Warning for homeowners, as cheapest ever two-year fixed rate deals come to an end
Homeowners whose 2-year, fixed rate mortgage deals are about to end have been warned to act now to avoid standard variable rates.
In September 2017, the average 2-year, fixed mortgage rate hit its lowest ever level at 2.17%, according to Moneyfacts.
Borrowers can swap to deals almost as cheap as that now, but those who do not re-mortgage and instead fall onto their lender’s default standard variable rate risk monthly payments rising substantially.
Today’s average standard variable rate sits at 4.89% and a shift to that from 2.17% would see the average mortgage’s monthly mortgage payments jump by 26% – adding £175 – as monthly payments rose from £680 to £855, according to Compare the Market.

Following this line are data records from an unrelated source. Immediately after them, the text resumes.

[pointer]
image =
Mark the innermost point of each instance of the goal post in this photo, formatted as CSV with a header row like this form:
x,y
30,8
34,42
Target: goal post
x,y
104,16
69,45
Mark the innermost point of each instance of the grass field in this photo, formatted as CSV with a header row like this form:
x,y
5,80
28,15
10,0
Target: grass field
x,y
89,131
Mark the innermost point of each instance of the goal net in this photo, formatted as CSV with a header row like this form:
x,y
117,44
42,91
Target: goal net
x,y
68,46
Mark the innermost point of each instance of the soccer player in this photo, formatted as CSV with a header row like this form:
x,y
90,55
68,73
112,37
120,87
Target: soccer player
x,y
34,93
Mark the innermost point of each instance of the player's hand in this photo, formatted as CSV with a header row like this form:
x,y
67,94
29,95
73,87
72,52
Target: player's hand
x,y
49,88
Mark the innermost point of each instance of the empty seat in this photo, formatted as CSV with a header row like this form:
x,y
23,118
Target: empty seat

Some 850,000 homeowners are due to see their fixed rate periods end in the next 6 months, according to the comparison site.

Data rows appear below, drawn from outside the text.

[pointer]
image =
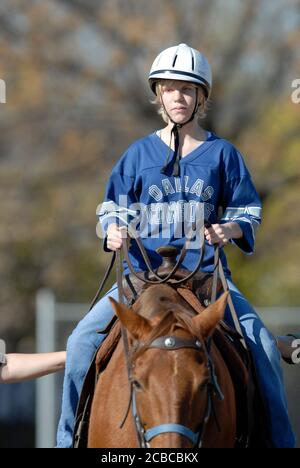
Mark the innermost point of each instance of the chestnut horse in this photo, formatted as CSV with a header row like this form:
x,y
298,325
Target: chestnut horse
x,y
175,378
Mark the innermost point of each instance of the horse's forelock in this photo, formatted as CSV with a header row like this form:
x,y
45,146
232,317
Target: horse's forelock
x,y
177,317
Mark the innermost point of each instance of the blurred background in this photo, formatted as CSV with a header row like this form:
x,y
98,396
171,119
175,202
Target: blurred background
x,y
77,96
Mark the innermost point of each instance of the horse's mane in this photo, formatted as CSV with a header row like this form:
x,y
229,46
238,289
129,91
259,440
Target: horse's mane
x,y
173,317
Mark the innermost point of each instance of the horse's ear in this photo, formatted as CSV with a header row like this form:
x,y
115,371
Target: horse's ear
x,y
134,323
207,320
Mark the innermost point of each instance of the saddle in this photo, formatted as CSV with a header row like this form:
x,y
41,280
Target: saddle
x,y
197,291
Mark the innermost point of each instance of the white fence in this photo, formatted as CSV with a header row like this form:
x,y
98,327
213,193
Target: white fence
x,y
54,323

Moneyfacts finance expert Darren Cook said: ‘Borrowers who may be arriving at the end of their current 2-year deal will probably have a high motivation to re-mortgage.
‘But they may need to look carefully to find a rate similar to the one they may have negotiated two years ago.’
Homeowners were warned not to be lulled into a false sense of security by the low interest rate environment, as lender’s default rates are considerably higher than new deals.
Compare the Market’s Mark Gordon said: ‘Rolling onto a standard variable rate mortgage can cost you thousands of pounds.
‘We may be in a “lower for longer” rate environment now, but that doesn’t mean interest rates will remain at rock bottom forever.
‘For those people on a standard variable rate mortgage, the additional costs should be a wake-up call.
‘Not only could your mortgage get more expensive if the base rate rises, but Standard Variable Rate mortgages tend to be much more expensive than fixed rate deals available.’